De proporções generosas e visibilidade acentuada por estar no topo de um percurso ascensional, o falso templo reluz no meio de tanta agitação de cabos que vai pelos ares e pela alta tensão que os percorre lá mais ao fundo. As imagens, como as palavras, revestem coisas inimagináveis, talvez tendencialmente infinitas. As imagens expõem, disponibilizam-se para o olhar distraído ou para uma observação mais demorada.

Muito gostava de ouvir Vitrúvio do longínquo século primeiro em que viveu. Não ia resistir à carga pesada da retórica de género que lhe desabaria em cima por causa do corpo do homem bem formado. Pobre Vitrúvio, que teria de rever tudo com o modelo do corpo da mulher, desde os cânones de beleza da obesidade ao extremo adelgaçamento das revistas de moda. Ele, que tão erradamente explicou as cariátides gregas, teria de explicar também outras questões delicadas acerca dos padrões de beleza e de perfeição de tudo o que não se considera bem formado, torto, anquilosado, ou esculpido à força de ginásio e de esteróides; mostrar-lhe-iam Rembrandt ou Rubens; senhoras de longas pernas, homens de perna curta e testa alta e outras infinitas medidas e proporções que dariam outros tantos tratados de arquitectura. O problema é o próprio tratado naquilo que contém de absolutizante, irrefutável e definitivamente assente.

Estou certo de que Vitrúvio teria ficado maravilhado com os grandes panos de vidro, com a transparência cristalina e com a leveza das estruturas metálicas, e todos os prodígios tectónicos do betão que lhe resolveriam as limitações dos espaçamentos entre colunas, a resistência das arquitraves e, no limite, a liberdade de espalhar colunas por onde quisesse, sem se preocupar em saber se elas de facto suportavam alguma ou nenhuma carga. Tudo artificioso, pensaria, os enganos, o sonho de qualquer humano em se libertar da tal natureza que o formou, como aquele entablamento em pedra que parece um traço flutuante sobre a parede-cortina transparente.

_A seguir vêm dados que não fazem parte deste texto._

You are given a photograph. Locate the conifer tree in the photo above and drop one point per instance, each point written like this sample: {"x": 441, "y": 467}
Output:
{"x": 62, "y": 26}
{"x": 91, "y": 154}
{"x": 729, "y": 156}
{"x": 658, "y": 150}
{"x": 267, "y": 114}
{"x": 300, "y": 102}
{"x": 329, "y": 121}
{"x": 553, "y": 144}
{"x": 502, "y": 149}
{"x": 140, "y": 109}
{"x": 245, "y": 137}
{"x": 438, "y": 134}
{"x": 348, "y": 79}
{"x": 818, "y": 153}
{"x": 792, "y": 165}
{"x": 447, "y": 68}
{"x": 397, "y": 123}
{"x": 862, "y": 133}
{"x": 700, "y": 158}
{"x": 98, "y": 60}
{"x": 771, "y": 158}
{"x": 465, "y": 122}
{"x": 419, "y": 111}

Há quem viva tão mal com isto, porém. Gente da introspecção, da metafísica e do pensamento elevado, mentes que possuem a ilusão de pairar acima das torres de alta tensão, pensamentos que tudo arrumam em códigos e prescrições, estética e moral como se tivessem a clareza e a elegância de uma fórmula geométrica, etc., etc., que abominam as coisas vulgares, a vida de todos os dias, os que nunca leram Heidegger ou sabe-se lá mais quem, relegados para a baixa cultura, o ordinário e o mau gosto. Azia.

Um edifício-montra é um edifício transparente como os de Mies van der Rohe (que coisas penso), excepto que não é da autoria de Mies nem apresenta as depurações formais do minimalismo, que é coisa que aqui parece não constituir tema pertinente. Pertinente e absolutamente necessário ao negócio é ser-se notado, destacar-se da concorrência (como os clientes de Mies).